GENOVA, LUGLIO: RIUNIONE DEI G8
Non con i militari,
non con chi li imita
Sono molto preoccupata irritata e in dissenso con il tono sempre più accentuatamente militaresco che sta assumendo il movimento contro i G8. Il contrasto con i G8 è eminentemente politico e non militare. È importante capire che bisogna essere contro i G8 persino se prendessero (come non è) decisioni accettabili, in quanto essi sono una espressione illegale del potere: questo è ciò che per prima cosa deve essere chiaro e reso visibile: la delegittimazione di un potere che espropria surroga cancella le sedi decisionali legali e contro il quale perciò non vi è modo di intervenire attraverso le normali vie dell’opposizione, documenti, emendamenti, voto contrario.

Chi sono infatti i G8? Un club privato di stati, autonominatisi, nei confronti del quale non vi è modo di far valere una qualsiasi opinione in contrario: un messaggero o una delegazione del movimento contrario bussa alla porta e un qualsiasi maggiordomo in carica (che può anche essere il ministro dell’ambiente o simili) ti chiude la porta in faccia dicendoti: non sei stato invitato, tornatene a casa. Sono i modi dei cosiddetti poteri forti. Ora il potere non ha da essere forte, ha da essere legale: se no si chiama non potere bensì prepotenza, non potere bensì dominio. La prima cosa da far capire è questa e deve essere chiara a grande parte della popolazione, per poter delegittimare una tale usurpazione.

A questo punto mi sembra di poter rivolgere agli uomini un caldo appello perché finalmente vadano oltre il loro triste monotono insopportabile simbolico di guerra, che trasforma tutto in militare: l’amore diventa conquista, la scuola caserma, l’ospedale guardia e reparti, la politica tattica strategia e schieramento. In questo modo non si va oltre lo scontro fisico in uniforme ed è chiaro che la parte non bellicosa della popolazione non partecipa, il movimento diventa sempre più militarizzato, e si va incontro a un sicuro insuccesso: i poteri forti si rafforzano sulla nostra stupidità.

Nella storia dei movimenti di lotta vi sono altre forme: il movimento sindacale e operaio elaborò e usa nella sua lunga vicenda tutte le forme dell’azione nonviolenta (che è cosa diversa dalla nonviolenza pura) con assemblee petizioni scioperi manifestazioni pacifiche, picchetti e infine sabotaggi; il movimento femminista fin dai tempi delle suffragiste ha trovato altri strumenti ancora per mostrare dissenso e contrasto e agire il conflitto: manifestazioni, grafica, sit-in, musica, resistenza passiva, training autogeno, danza, sarcasmo, canti, visibilità dei corpi nella loro varietà inerme, tutto il molteplice possibile, niente di uniforme o in uniforme. Nessuna polizia può aggredire un sit-in di ventimila persone, la polizia è in grado di respingere e fare del male a gruppi di avanguardie militarizzate ma scarse e di rinforzare con ciò la paura e il senso di insicurezza della popolazione.
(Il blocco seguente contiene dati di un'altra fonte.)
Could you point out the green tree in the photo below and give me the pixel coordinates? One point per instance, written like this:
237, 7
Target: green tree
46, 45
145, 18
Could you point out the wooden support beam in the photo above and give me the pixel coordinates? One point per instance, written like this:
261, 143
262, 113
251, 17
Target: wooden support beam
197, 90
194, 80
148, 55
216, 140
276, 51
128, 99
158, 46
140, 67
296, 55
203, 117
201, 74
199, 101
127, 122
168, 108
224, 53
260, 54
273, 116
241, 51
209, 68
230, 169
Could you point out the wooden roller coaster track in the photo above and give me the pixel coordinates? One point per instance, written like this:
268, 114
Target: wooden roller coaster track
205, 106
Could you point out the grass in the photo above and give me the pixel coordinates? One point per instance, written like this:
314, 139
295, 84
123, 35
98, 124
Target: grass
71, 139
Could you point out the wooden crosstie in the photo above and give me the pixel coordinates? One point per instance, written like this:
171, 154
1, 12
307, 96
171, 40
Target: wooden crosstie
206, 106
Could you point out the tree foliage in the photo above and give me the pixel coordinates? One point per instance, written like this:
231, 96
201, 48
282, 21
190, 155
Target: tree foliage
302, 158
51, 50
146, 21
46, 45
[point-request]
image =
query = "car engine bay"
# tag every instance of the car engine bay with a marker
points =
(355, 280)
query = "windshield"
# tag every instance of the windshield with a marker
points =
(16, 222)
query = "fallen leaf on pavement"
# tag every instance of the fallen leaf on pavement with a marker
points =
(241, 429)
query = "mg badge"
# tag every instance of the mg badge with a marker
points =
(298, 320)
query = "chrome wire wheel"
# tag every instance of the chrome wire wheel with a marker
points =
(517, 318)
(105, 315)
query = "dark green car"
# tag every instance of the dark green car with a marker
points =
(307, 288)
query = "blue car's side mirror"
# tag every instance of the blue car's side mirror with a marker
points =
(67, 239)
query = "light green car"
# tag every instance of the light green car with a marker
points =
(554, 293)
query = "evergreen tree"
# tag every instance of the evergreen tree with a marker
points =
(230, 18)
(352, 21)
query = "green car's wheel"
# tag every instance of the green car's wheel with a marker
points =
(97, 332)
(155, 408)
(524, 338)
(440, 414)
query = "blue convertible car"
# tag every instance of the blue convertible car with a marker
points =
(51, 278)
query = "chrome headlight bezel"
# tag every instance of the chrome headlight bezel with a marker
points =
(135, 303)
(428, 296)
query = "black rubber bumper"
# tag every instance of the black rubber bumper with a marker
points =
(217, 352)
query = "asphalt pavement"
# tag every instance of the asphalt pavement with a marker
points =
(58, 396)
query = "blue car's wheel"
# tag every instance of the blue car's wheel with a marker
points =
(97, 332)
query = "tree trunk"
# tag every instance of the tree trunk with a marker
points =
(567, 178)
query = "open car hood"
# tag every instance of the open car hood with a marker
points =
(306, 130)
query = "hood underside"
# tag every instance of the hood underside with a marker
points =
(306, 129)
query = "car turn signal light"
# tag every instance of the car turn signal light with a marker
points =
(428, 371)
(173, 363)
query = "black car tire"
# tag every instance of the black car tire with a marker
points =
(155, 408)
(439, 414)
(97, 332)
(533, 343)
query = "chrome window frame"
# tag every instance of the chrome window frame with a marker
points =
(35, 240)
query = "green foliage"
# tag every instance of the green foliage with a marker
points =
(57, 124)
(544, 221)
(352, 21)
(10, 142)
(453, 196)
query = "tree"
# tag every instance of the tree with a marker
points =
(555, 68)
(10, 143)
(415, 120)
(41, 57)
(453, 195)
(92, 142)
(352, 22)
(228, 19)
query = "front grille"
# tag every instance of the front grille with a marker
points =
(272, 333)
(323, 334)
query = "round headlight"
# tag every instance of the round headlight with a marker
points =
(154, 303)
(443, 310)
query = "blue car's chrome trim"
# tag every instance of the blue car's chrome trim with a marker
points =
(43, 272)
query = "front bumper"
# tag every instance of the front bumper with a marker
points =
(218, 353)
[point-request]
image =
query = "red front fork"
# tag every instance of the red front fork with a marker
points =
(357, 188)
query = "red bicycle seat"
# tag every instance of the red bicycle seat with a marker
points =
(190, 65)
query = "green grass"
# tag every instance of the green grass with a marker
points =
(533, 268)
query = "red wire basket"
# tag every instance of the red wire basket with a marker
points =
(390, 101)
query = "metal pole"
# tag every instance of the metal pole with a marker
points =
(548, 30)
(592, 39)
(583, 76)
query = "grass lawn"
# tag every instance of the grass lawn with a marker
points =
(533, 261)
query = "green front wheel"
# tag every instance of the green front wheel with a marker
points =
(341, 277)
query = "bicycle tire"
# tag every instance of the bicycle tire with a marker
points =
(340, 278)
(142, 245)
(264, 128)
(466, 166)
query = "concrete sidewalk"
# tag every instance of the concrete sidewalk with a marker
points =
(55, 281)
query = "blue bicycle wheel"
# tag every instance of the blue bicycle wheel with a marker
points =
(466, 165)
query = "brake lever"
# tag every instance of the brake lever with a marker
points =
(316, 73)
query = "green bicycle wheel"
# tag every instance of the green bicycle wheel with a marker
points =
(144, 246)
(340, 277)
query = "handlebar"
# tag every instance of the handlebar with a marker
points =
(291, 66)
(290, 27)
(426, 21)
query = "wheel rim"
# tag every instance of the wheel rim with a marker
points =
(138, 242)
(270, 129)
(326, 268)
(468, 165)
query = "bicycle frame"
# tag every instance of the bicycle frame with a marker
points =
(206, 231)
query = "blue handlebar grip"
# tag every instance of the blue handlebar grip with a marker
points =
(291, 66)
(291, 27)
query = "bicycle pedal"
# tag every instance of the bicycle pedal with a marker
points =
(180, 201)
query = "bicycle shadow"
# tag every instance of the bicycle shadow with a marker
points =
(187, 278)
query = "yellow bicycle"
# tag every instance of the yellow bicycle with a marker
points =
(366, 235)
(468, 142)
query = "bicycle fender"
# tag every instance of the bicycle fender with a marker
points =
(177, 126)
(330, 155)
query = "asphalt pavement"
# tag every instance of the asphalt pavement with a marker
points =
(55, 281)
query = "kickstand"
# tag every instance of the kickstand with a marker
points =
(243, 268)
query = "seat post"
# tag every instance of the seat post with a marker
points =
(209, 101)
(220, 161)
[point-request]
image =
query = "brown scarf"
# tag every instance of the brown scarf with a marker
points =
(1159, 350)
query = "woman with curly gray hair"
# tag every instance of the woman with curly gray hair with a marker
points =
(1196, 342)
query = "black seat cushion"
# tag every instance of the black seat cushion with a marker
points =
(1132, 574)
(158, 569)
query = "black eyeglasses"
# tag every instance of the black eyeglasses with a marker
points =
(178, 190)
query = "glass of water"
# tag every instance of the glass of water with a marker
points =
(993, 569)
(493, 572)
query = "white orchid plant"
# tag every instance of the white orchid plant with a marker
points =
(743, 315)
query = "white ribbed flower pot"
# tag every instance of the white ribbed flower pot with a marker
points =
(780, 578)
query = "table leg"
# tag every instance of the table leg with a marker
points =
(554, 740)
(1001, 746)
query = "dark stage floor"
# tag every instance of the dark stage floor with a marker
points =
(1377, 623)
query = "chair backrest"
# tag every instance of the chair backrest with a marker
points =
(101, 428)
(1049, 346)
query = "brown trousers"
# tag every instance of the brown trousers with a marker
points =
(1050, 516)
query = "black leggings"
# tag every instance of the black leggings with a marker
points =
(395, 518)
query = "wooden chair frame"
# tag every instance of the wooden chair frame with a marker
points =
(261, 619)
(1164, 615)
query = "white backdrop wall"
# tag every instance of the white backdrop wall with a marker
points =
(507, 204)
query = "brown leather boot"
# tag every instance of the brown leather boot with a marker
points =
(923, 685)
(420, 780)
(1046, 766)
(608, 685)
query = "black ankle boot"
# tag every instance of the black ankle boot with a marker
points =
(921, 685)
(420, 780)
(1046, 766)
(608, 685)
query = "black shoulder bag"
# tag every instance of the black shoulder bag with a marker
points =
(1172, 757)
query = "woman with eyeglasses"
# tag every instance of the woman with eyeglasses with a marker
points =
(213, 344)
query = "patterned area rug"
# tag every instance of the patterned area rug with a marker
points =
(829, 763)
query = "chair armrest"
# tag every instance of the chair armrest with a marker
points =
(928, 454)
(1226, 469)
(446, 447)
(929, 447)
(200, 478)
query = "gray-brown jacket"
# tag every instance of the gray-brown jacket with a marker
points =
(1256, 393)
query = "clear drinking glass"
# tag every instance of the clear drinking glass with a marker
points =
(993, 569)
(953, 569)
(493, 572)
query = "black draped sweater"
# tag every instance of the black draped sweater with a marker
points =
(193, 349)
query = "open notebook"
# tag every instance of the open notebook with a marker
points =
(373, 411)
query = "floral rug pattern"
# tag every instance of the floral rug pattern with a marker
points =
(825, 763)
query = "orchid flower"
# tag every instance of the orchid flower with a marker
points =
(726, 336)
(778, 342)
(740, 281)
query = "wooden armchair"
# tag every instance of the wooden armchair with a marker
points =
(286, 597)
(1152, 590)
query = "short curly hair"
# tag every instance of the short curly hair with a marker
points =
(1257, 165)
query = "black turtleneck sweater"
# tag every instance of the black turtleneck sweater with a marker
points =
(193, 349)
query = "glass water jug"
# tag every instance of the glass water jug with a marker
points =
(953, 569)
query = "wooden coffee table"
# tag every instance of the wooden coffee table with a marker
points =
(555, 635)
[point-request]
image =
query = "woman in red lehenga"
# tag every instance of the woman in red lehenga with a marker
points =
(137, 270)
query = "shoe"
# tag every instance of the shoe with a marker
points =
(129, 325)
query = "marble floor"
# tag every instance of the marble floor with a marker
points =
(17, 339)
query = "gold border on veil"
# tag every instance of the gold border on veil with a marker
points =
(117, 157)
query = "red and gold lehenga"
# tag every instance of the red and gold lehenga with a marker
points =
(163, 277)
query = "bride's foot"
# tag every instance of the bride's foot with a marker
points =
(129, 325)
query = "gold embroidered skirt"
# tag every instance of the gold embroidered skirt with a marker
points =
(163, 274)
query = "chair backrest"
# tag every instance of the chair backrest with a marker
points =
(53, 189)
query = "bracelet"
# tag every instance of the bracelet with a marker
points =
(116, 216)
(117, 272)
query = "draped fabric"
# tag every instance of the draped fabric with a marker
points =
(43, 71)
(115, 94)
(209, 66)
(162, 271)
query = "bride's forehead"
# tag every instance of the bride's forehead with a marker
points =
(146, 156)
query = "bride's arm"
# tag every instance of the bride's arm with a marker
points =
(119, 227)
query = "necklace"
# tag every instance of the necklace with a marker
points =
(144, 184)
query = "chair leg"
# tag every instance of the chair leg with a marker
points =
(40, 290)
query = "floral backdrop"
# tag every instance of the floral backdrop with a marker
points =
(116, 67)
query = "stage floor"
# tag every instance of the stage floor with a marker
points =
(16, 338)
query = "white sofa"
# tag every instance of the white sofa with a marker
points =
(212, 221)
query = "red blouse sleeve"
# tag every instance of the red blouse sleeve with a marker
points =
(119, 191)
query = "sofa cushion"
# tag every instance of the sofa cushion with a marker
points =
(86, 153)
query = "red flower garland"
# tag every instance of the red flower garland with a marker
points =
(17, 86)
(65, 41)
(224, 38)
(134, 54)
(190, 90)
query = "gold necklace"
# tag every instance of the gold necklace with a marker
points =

Credo che le circa 100 organizzazioni autonome di donne che compongono il vasto orizzonte del movimento delle donne, e che per il 15 e 16 giugno stanno organizzando a Genova come Marcia Mondiale delle donne due giorni di forte mobilitazione e dibattito contro l’orrore economico, politico e culturale della globalizzazione, prenderanno definitivamente le distanze da questo modo e costruiranno la loro maniera di protestare e di delegittimare i G8 nella forma e nei contenuti. Se altri pezzi del movimento contro i G8 non vogliono soccombere alla stupidità eroica si mettano in comunicazione con noi e alla pari (non vogliamo comandare è cosa militare, non raccogliamo adesioni subalterne: ci piace la parità) pattuiremo una convenzione tra tutti e tutte quelle che vogliono poter fare politica e non esercitazioni militari; che vogliono avere un futuro di azione, presenza, mutamento, non di dispiaceri e nostalgie.